Now to the next point. We'll try to determine if posts created at certain time are more likely to attract comments. At first, we calcualte amount of post for each hour in the day, along with the count of post's comments. Information of time of publishing can be obtained from the last column of our dataset.

In [12]:
import datetime as dt

hours_post_count = {}
hours_comment_count = {}

for category_name, category in zip(['Ask_posts', 'Show_posts', 'Other_posts'], [ask_posts, show_posts, other_posts]):
    
    hours_post_count[category_name] = {}
    hours_comment_count[category_name] = {}
    
    for row in category:  
        n_of_comments = int(row[4])
        time_info = dt.datetime.strptime(row[-1], '%m/%d/%Y %H:%M')
#         print(time_info.hour, n_of_comments)
        
        if time_info.strftime('%H') not in hours_post_count[category_name]:
            hours_post_count[category_name][time_info.strftime('%H')] = 1
        else:
            hours_post_count[category_name][time_info.strftime('%H')] += 1
            
        if time_info.strftime('%H') not in hours_comment_count[category_name]:
            hours_comment_count[category_name][time_info.strftime('%H')] = n_of_comments
        else:
            hours_comment_count[category_name][time_info.strftime('%H')] += n_of_comments




In [23]:
print('POSTS FOR EACH HOUR:')
for posts_type in hours_post_count:
    
    string = f'{posts_type} for each hour in total : '
    print(string,'\n', hours_post_count[posts_type],'\n')

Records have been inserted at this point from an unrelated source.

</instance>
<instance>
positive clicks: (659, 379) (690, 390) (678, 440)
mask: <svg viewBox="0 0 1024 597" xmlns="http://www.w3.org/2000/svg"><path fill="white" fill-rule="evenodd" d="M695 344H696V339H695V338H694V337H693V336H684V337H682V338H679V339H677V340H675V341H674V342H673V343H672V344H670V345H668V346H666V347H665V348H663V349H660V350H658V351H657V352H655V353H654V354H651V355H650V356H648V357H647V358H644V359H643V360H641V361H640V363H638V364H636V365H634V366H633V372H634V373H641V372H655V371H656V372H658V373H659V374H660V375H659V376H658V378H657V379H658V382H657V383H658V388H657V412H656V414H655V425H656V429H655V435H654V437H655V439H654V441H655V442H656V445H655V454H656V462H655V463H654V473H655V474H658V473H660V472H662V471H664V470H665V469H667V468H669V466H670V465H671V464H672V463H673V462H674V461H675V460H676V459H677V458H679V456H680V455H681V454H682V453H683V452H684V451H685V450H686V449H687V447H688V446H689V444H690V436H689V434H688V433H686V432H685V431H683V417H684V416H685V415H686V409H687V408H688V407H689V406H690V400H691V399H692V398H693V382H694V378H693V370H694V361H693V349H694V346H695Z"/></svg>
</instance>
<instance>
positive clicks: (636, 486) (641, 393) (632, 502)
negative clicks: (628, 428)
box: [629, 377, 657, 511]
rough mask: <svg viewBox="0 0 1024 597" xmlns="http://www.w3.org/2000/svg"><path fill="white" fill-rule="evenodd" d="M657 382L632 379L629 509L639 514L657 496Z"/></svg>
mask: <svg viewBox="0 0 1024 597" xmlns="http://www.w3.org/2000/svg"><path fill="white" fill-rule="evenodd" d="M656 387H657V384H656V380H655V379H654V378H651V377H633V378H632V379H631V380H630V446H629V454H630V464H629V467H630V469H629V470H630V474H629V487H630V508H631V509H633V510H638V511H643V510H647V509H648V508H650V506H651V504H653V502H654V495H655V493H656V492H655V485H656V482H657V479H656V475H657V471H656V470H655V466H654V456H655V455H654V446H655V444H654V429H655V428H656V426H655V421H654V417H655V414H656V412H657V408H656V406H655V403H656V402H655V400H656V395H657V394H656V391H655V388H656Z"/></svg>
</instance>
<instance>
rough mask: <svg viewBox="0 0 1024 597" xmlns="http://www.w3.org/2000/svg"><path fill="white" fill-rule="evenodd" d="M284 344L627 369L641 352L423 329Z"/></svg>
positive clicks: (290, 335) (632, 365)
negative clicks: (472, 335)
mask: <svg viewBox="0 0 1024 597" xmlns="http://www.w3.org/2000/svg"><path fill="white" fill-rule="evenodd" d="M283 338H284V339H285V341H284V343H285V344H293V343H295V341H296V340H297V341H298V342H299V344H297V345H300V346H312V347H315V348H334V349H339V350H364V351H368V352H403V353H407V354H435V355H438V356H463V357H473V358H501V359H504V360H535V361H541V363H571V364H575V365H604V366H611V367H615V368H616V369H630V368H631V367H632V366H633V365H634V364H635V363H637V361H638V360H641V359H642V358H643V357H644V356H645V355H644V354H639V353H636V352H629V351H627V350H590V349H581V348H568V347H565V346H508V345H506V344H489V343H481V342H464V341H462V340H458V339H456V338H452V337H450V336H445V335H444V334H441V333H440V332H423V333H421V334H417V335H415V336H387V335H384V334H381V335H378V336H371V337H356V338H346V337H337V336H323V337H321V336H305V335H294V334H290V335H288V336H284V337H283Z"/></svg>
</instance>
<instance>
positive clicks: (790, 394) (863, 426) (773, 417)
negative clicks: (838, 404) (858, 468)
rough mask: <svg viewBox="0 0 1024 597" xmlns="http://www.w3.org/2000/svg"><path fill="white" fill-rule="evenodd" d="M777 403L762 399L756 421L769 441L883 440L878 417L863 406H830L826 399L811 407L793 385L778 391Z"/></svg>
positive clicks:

    print('\n', 'COMMENTS IN TOTAL FOR EACH HOUR')
for posts_type in hours_post_count:
    string = f'{posts_type} total comments each hour : '
    print(string,'\n', hours_comment_count[posts_type],'\n')

POSTS FOR EACH HOUR:
Ask_posts for each hour in total :  
 {'02': 269, '01': 282, '22': 383, '21': 518, '19': 552, '17': 587, '15': 646, '14': 513, '13': 444, '11': 312, '10': 282, '09': 222, '07': 226, '03': 271, '23': 343, '20': 510, '16': 579, '08': 257, '00': 301, '18': 614, '12': 342, '04': 243, '06': 234, '05': 209} 


 COMMENTS IN TOTAL FOR EACH HOUR
Show_posts for each hour in total :  
 {'00': 276, '23': 319, '20': 525, '19': 556, '18': 656, '16': 801, '14': 696, '10': 323, '09': 302, '08': 316, '06': 192, '03': 206, '21': 430, '17': 761, '15': 836, '11': 402, '07': 236, '04': 194, '13': 610, '12': 516, '01': 247, '22': 377, '02': 209, '05': 172} 


 COMMENTS IN TOTAL FOR EACH HOUR
Other_posts for each hour in total :  
 {'03': 6649, '02': 6977, '01': 7391, '00': 8391, '23': 9720, '22': 11657, '21': 13568, '20': 14920, '19': 15929, '18': 17406, '17': 18363, '16': 18790, '15': 18043, '14': 16929, '13': 14874, '12': 11876, '11': 9638, '10': 9130, '09': 8528, '08': 7930, '07': 73


Having the data above, we can calculate average number of comments for posts created during each hour of the day. In the end, just few hours having highest average comment count are displayed (for each category of posts).

In [64]:
import pprint

avg_by_hour = {}
for category in hours_post_count:
    
    avg_by_hour[category] = []
    
    for hour in hours_post_count[category]:
        avg_by_hour[category].append([hour,hours_comment_count[category][hour]/hours_post_count[category][hour]])
    
    
    result = sorted(avg_by_hour[category], key=lambda x: x[1], reverse=True)[:6]
    print(category,'\n',result,'\n')

Ask_posts 
 [['15', 28.676470588235293], ['13', 16.31756756756757], ['12', 12.380116959064328], ['02', 11.137546468401487], ['10', 10.684397163120567], ['04', 9.7119341563786]] 

Show_posts 
 [['12', 6.994186046511628], ['07', 6.682203389830509], ['11', 6.002487562189055], ['08', 5.6044303797468356], ['14', 5.515804597701149], ['13', 5.432786885245902]] 

Other_posts 
 [['12', 7.58521387672617], ['11', 7.374144013280763], ['02', 7.1807367063207685], ['13', 7.146833400564744], ['05', 6.786839967506093], ['00', 6.613156953879156]] 



## Conclusion

Having these results, we can see that if you submit question type post, the best  time to publish it would be between noon and 3PM to get the most comments. In remaining categories, there is similar trend. Note that the time zone is Eastern Time in the US, so comments submitted right after midnight could possibly come from another part of the world. Or it could be just that geeks are up until the morning.